Angela Bower et Tony Micelli sont volontairement placés dans une situation récupérant les clichés pour mieux les renverser : Tony est un macho capable de faire le meilleur risotto du monde, un père aimant qui prend de nombreuses initiatives pour être dans la vie de sa fille, et un ancien sportif capable de reprendre ses études universitaires, même ; Angela est une femme un peu introvertie mais qui brille devant ses clients, une working girl ambitieuse qui ne s’en cache pas mais ne néglige pas sa famille, et une délicate chose blonde capable d’un aplomb infini lorsqu’elle sait ce qu’elle veut. Opérer constamment à mi-chemin entre deux stéréotypes permet à ces personnages (et d’autres, comme Mona dont la vie sexuelle très active n’est jamais un gag à ses dépends) de se trouver une certaine complexité, au moins dans le cadre d’un sitcom de network disons. Cela permet à certains épisodes de tirer partie d’un aspect de leur personnalité, et à d’autres épisodes d’aller chercher des ressorts dans un autre aspect, et ça fonctionne plutôt bien en général. Bien-sûr, ce renversement de stéréotypes genrés a parfois des ratées, et il arrive à des intrigues (souvent celles cherchant le plus à adresser une leçon à ses spectateurs) de ne pas délivrer exactement le message voulu. Il arrive d’ailleurs encore un peu souvent que ce soit Tony qui ait le dernier mot, se plaçant comme l’homme de la maison par lequel tout est résolu ; certains épisodes maintiennent l’impression d’une relation dominant-dominé, mais ils sont fort heureusement en minorité. Pour l’essentiel, Madame est Servie accomplit un travail plutôt louable en la matière, y compris lorsqu’il s’agit de présenter à ses protagonistes l’opportunité d’interroger eux-mêmes les limites des rôles qui sont les leurs. Cela fonctionne en particulier très bien pour Angela qui définit assez clairement les hésitations, contradictions et difficultés qui peuvent être les siennes à l’occasion.
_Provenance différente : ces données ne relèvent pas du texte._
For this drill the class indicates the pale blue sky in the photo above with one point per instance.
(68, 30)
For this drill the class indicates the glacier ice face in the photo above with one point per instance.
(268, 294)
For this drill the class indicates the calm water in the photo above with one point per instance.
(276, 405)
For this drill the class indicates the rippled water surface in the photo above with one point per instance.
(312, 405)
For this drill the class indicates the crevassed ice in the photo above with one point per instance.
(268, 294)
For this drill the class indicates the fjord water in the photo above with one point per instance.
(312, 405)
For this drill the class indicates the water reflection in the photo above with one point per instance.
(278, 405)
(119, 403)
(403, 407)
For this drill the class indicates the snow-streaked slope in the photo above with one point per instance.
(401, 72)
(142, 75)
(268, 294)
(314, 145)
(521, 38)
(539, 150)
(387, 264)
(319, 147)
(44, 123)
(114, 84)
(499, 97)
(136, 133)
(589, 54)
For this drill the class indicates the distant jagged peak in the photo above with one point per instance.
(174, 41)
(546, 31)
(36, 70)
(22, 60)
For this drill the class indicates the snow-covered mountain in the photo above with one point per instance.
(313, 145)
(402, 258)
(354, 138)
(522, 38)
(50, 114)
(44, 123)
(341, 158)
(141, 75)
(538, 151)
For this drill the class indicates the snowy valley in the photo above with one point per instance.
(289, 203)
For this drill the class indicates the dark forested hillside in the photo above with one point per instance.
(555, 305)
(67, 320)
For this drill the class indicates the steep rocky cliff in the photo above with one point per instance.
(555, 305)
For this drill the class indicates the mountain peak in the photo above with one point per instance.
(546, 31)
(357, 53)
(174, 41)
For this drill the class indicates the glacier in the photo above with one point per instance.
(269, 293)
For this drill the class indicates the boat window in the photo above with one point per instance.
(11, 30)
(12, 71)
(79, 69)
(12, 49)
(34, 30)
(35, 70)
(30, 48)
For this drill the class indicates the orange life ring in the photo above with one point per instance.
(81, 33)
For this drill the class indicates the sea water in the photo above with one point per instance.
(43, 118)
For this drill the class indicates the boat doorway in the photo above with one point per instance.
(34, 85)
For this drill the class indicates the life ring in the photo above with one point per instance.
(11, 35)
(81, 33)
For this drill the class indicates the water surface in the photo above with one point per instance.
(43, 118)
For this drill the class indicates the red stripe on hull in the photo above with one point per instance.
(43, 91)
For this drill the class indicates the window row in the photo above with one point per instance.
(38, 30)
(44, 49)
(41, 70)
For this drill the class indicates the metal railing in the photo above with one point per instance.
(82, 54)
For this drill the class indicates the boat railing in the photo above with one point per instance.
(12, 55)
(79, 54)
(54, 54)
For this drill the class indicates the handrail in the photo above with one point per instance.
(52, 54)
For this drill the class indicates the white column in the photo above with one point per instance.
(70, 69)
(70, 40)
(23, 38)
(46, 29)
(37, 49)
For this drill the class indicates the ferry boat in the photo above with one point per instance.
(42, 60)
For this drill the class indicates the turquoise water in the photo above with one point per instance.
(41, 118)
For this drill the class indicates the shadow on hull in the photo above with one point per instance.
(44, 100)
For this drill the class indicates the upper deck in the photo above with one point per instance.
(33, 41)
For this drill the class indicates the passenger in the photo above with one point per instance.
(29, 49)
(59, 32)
Tout cela fait de Madame est Servie, parfois à ma grande surprise, une série plutôt fine par moments, mais qui ne s’embarrasse pas d’abstraction superflue. Ici pas question de partir dans des généralités, des leçons de société ou des slogans politiques… ou très rarement, et dans ce cas-là très maladroitement comme quand Tony va à Washington.
Madame est Servie veut juste suivre ses personnages, et rien qu’eux (et comme je l’ai dit, elle le fait très bien), le reste du monde n’aura qu’à se débrouiller à partir de là.
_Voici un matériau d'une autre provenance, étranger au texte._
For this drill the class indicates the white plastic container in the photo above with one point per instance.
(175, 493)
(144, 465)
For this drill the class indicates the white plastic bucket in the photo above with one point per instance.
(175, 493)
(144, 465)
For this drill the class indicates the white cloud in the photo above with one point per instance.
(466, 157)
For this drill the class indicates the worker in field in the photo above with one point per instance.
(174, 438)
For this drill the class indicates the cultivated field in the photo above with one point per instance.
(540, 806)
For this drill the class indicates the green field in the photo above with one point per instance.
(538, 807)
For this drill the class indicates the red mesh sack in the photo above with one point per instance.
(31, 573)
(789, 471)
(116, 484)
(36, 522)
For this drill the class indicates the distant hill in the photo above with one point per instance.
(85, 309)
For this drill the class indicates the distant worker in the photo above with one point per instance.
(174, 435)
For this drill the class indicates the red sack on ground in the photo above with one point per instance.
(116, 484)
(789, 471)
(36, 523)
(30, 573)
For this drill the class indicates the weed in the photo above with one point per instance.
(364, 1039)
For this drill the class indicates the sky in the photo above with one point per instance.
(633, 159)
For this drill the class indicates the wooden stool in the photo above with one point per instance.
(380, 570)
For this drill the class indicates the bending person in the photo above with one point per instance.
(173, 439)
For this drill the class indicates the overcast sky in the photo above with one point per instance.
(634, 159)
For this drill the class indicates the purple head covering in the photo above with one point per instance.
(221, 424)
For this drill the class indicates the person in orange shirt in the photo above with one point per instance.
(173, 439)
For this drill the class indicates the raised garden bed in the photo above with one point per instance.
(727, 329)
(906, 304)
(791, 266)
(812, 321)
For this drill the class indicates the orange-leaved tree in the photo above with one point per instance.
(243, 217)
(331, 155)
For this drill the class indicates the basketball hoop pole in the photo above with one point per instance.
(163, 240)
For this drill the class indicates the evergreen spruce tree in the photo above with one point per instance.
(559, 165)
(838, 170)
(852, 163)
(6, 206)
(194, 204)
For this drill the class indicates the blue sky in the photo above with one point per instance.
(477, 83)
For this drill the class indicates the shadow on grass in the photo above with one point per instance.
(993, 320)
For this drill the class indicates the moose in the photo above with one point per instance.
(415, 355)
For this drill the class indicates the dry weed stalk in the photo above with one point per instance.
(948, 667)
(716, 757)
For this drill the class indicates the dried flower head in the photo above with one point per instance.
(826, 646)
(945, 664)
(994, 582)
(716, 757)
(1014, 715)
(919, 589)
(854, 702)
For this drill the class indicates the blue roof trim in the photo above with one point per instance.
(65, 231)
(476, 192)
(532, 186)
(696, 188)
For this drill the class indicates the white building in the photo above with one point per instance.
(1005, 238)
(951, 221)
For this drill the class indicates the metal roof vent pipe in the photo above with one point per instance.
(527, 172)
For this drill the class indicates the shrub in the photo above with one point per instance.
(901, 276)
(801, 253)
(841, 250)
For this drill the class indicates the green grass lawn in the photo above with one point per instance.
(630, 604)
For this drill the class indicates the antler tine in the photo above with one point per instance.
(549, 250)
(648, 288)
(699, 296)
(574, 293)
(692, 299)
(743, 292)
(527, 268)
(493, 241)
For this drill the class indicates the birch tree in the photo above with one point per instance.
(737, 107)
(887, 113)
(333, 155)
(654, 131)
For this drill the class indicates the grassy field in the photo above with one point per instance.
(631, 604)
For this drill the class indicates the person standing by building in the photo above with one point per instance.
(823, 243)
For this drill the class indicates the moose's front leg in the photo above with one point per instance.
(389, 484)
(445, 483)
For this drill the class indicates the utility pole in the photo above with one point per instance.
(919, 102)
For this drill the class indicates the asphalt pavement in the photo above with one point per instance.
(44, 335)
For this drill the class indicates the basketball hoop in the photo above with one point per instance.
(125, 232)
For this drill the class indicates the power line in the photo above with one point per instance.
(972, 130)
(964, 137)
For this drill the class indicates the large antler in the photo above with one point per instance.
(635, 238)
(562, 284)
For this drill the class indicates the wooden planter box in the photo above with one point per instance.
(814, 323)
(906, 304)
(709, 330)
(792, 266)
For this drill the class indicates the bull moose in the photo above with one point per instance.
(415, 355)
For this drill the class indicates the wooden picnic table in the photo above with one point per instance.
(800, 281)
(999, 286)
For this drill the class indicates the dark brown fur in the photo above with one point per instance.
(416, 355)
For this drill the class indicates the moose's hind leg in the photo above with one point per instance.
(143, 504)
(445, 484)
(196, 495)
Pour quelqu’un qui comme moi, a passé une solide partie de son enfance devant les épisodes de Madame est Servie sur Hem6, quoique dans le désordre, ce marathon aura été une drôle d’aventure. Je me suis liée à nouveau aux personnages, mais différemment. En particulier, Angela Bower, dont je gardais un souvenir assez froid et à laquelle j’avais tendance à préférer plutôt Tony voire Mona, m’a fait grande impression. C’était comme faire sa rencontre à nouveau.
J’ignore si c’est l’influence des visionnages de Transparent, ce qui n’est pas totalement à exclure, ou simplement le temps qui passe, mais j’ai eu un sacré béguin pour Judith Light/Angela Bower. Au point de trouver souvent Mona exagérément cruelle à son égard.
Angela Bower, ses robes incroyables (avec des épaulettes de 10cm, parfaitement !), ses énormes lunettes rosées, ses cheveux magnifiquement brushés… et surtout cette classe de tout instant. Il n’existe pas une scène pendant laquelle Judith Light n’est pas au sommet de son art, apportant des nuances de vulnérabilité à un personnage qu’elle passe son temps à rendre plus émouvant. Madame est Servie ne rechigne pas devant ce qui peut être émouvant, jusque dans le sujet de certains épisodes, mais avec Judith Light on atteint les cimes. Elle  refuse d’enfermer Angela dans une routine (Tony Danza n’a pas toujours tant de scrupules) et de se reposer sur les mêmes réactions, les mêmes tics de jeu. Son Angela n’est pas toujours psychorigide ou coincée, elle n’est pas incapable de rire d’elle, et à travers son jeu, elle est capable de révéler une sensualité que le scénario semble souvent lui refuser. Elle apporte aussi, et c’est assez surprenant vu le ton de la série, une grande douceur posée, qui calme de nombreuses fois l’ambiance des scènes, et qui se révèle plus qu’appréciable face à un co-acteur principal qui est une boule d’énergie.
Sous les doigts fins de Judith Light, c’est une femme dans toute son humanité qui est modelée épisode après épisode, et, ma foi, on ne peut reprocher à son homme de maison de tomber sous son charme, je vous le dis franchement.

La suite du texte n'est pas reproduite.